This is a book I bought because it either came up as Amazon ‘deal of the day’ or it was a ‘you might also like’ recommendation. Either way this was not a book I’d otherwise heard of or knew of the author. But the premise sounded interested.
Neill works for a tech start-up in Silicon Valley. But he’s not a computer programmer. He was hired because the company is trying to create an AI – artificial intelligence – and to give them a head start and sound grounding information they’re using the diaries of Neill’s late father. As an ‘expert’ in the material it’s Neill’s job to train the AI, ‘talk’ to it and correct its missteps and stumbles on the road to self-awareness – if such a thing is possible.
Alongside this we get Neill’s own story. How he’s faring after his divorce. He’s met a new woman, two in fact, but it’s not all plain sailing and he needs help. That’s when he hits on the idea of asking his “father” to help. Together they try to put together A Working Theory of Love.
I wasn’t quite sure what to expect when I read this book.

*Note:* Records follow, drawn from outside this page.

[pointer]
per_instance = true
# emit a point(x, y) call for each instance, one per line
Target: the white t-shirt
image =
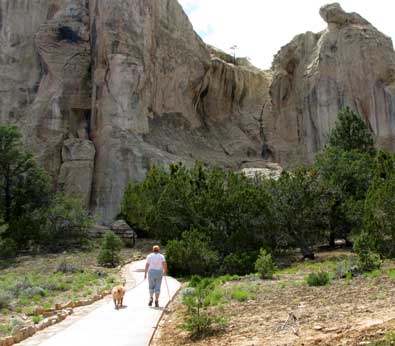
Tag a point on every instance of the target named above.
point(155, 261)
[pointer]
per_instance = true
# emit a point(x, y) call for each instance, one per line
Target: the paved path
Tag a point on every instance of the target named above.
point(133, 325)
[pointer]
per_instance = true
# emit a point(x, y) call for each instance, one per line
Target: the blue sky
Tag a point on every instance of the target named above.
point(261, 27)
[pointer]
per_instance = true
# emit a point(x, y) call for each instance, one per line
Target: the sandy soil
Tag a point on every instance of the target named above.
point(343, 313)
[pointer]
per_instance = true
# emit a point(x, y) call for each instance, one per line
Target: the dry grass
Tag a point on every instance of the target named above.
point(32, 282)
point(323, 313)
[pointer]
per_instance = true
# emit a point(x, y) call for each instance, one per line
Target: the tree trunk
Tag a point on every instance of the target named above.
point(332, 239)
point(7, 200)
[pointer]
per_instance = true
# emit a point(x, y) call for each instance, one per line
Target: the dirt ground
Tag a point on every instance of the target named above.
point(346, 312)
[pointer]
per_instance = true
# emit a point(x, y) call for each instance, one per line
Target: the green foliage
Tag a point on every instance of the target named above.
point(300, 204)
point(346, 168)
point(5, 300)
point(66, 224)
point(140, 201)
point(24, 188)
point(110, 249)
point(8, 248)
point(318, 279)
point(241, 263)
point(37, 319)
point(229, 209)
point(198, 320)
point(347, 174)
point(351, 133)
point(240, 294)
point(379, 221)
point(191, 255)
point(265, 265)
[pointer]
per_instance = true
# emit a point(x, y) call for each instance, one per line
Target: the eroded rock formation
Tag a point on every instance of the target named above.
point(103, 90)
point(349, 64)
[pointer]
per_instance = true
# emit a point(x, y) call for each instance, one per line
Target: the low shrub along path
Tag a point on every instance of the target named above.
point(133, 325)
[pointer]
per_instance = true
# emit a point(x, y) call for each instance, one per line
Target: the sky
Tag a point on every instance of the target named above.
point(260, 28)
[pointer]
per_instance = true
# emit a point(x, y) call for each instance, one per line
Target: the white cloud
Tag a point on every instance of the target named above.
point(260, 27)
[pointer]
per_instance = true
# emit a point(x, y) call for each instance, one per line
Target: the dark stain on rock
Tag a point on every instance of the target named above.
point(65, 33)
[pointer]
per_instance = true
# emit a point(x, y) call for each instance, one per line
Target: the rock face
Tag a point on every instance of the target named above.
point(103, 90)
point(349, 64)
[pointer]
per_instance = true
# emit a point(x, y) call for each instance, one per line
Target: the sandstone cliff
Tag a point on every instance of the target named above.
point(349, 64)
point(103, 90)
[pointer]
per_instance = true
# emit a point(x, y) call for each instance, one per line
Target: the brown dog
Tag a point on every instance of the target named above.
point(118, 293)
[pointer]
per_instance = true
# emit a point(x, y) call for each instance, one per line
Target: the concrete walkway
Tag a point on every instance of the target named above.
point(133, 325)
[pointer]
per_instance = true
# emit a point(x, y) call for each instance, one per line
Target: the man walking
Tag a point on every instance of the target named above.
point(155, 267)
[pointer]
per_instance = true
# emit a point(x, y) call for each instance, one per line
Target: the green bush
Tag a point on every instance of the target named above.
point(230, 210)
point(67, 224)
point(5, 300)
point(25, 189)
point(8, 248)
point(191, 255)
point(109, 251)
point(265, 265)
point(318, 279)
point(240, 263)
point(198, 321)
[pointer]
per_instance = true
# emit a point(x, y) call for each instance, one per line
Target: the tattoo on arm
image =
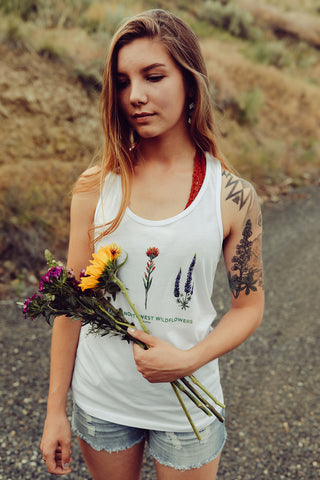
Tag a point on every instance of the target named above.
point(249, 272)
point(238, 191)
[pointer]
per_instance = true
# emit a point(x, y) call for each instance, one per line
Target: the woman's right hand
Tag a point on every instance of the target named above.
point(55, 444)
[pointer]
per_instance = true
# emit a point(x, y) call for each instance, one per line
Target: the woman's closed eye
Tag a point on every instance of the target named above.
point(155, 78)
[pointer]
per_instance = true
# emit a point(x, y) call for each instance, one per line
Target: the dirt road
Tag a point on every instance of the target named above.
point(271, 383)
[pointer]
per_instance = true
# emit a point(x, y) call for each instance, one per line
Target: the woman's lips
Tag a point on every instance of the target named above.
point(141, 117)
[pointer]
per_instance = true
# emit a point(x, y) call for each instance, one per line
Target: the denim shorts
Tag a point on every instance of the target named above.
point(179, 450)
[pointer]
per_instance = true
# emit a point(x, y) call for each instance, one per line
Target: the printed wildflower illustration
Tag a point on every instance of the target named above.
point(245, 279)
point(151, 253)
point(60, 293)
point(185, 297)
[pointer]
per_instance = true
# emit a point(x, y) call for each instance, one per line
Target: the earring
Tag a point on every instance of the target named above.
point(190, 110)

It’s not overly fascinated by the AI technology although there’s enough detail for that to seem plausible. There’s more in it about Neill’s past, his real father, his mother, his current life and loves than a purely SciFi story would have had. I found it an enjoyable, easy read. Some of the themes are relatively serious – his father is dead and he’s trying to figure out ‘love’ after all – but it was never weighed down by that. I suppose if I had a complaint it would be that there seemed to be a bit of meandering before the novel got to where it was going. However it wasn’t an overly strenuous diversion so that wasn’t a problem.
7/10 – some interesting musings, and some interesting computer-human conversations.